The capital expenditure (LWHP-2) is expected to increase significantly from the 2022/23 financial year, as construction ramps up. The combined debt of the augmentation schemes in the VRS must be repaid within 20 years after completion of LHWP-2, with estimated water delivery in 2027.

The project is aligned to the Department of Water and Sanitation (DWS) Strategy, as the transaction enjoys a government guarantee and the associated income streams in the form of tariffs. The associated debt is serviced by way of indexed tariffs payable on the water supplied by the project. Tariffs are payable to the DWS and are passed through to the TCTA. The agreed mechanism sets out that funding requirements and current debt are assessed annually, and the resulting tariff is set, based on the income needed to cover the requirements.

According to the Income Agreement between the DWS and TCTA in relation to the project, the TCTA is entitled to receive tariffs to recoup project capital expenditure. The Minister sets the tariff in accordance with the National Water Act and the National Water Pricing Strategy and water users then pay that tariff, which includes TCTA’s Capital Unit Charge (CUC), to the DWS. 

Assuming that the project will reach financial close in FY27, the long-term CUC tariff trajectory assumes future decreases in tariffs (beyond 2027) to ensure debt repayment 20 years after construction, as allowed for as a reasonable period in the Raw Water Pricing Strategy.

The investment case is strong, as the long-term investment is underpinned by government support, and the project is critically important to the country.
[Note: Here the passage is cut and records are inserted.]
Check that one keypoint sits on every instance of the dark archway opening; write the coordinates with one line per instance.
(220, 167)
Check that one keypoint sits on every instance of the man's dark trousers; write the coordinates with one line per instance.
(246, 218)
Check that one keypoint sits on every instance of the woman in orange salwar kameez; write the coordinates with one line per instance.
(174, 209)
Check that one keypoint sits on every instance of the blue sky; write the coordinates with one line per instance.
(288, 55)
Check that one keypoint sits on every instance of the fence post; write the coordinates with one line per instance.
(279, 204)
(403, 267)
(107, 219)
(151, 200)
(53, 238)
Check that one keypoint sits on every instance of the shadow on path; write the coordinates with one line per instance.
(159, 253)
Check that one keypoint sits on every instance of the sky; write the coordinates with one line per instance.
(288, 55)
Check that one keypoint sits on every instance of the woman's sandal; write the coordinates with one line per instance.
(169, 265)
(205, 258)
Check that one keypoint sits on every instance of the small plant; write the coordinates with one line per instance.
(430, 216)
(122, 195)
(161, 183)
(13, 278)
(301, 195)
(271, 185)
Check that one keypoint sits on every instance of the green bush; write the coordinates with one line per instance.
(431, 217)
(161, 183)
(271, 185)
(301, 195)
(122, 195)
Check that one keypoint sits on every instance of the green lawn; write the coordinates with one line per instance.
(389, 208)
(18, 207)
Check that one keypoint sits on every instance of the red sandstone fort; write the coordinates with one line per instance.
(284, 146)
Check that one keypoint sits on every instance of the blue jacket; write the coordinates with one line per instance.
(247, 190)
The investment was not only considered with a profit motive, and an improvement in the water yield, but also had to carefully weigh up: (i) the social impact of the displacement, relocation and health of the residents of Lesotho; (ii) the impact and rehabilitation of the surrounding environment; and (iii) demonstrable positive social impact (such as increased employment) over the long term.

The Lesotho Highlands Development Authority (LHDA) meets on a quarterly basis to ensure that both the economic projections (project implementation against budget) and social objectives are met, with active community engagement occurring at ground level.

With phase 1 successfully completed, the project is testament that the partnership between the South African and Lesotho Governments is benefitting both countries in tandem. The project also serves as a success story of an investment that encapsulates the importance of economic, environmental (rehabilitation) and social objectives on a long-term basis, thereby meeting several of the UN Sustainable Development Goals (SDGs).

Futuregrowth recently invested in this area in the form of five-year funding that was provided to the Trans-Caledon Tunnel Authority as debt capital for phase 2 of the important Lesotho Highlands Water Project. This will be utilised for the further augmentation of this important water supplier into large areas of the country, including aspects such as pipelines, a further dam, and a hydro-electric facility.